MCP-I establishes clear trust boundaries between components:

Trust Model

ComponentTrustsVerification Responsibility
AgentNoneProves identity and delegation
Edge ProxyDID infrastructureVerifies agent credentials
Service (L1)Edge ProxyAccepts proxy assertions
Service (L2+)DID infrastructureVerifies credentials directly
UserIdentity/credential providerIssues valid delegations

Security Assumptions

  • Agents are untrusted until proven otherwise through cryptographic verification
  • DID resolution infrastructure is reliable and trustworthy
  • Private keys are properly secured by their respective owners
  • Edge Proxy is a trusted component for Level 1 implementations

Orchestration & Extensibility

All services can be deployed independently or managed centrally.
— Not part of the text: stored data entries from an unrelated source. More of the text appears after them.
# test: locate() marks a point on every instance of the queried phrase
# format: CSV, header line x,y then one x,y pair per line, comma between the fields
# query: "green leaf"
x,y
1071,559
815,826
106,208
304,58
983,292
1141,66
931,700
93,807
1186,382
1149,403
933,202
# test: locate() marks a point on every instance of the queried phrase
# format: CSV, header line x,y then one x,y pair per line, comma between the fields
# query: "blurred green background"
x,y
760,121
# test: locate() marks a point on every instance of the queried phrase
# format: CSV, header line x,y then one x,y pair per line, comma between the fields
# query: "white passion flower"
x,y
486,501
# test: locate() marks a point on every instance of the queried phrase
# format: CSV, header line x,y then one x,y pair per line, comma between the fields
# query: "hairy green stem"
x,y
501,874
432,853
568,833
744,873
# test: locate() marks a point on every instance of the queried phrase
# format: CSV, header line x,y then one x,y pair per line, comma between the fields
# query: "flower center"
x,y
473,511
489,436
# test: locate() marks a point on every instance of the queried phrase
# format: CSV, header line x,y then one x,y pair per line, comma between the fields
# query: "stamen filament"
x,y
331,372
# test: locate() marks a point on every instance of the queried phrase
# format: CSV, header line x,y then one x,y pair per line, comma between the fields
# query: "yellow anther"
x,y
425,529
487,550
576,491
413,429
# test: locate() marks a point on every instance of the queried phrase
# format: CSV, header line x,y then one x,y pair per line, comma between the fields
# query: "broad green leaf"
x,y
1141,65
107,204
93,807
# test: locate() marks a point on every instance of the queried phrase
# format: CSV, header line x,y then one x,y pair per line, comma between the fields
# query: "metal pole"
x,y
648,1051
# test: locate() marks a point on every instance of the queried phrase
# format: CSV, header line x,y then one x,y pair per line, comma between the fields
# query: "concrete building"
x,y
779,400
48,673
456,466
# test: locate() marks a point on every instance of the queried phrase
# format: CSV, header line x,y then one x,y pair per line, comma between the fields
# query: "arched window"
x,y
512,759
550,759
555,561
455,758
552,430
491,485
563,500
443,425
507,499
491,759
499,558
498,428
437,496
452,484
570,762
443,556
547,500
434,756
The Core Service:

  • Dynamically activates and deactivates services needed for identity, credential issuance, and delegation pipelines
  • Maintains a live directory of all available MCP-I service endpoints and capabilities
  • Hosts event bus for system-wide communication

You can plug in capabilities such as:

  • DID Methods — Choose how your agents and users are identified. did:key offers simplicity, did:web supports domain-based trust, and did:ion anchors identifiers to public blockchains.
  • Credential Schemas — Tailor what your credentials assert: permissions, roles, identity metadata, or custom business rules.
  • Revocation Strategies — Use privacy-preserving Bitstring Status Lists or integrate your own backend revocation system.
  • SDKs & Runtimes — Bring identity-native behaviors into frontends, mobile agents, or cloud services with supported SDKs like KYA-OS.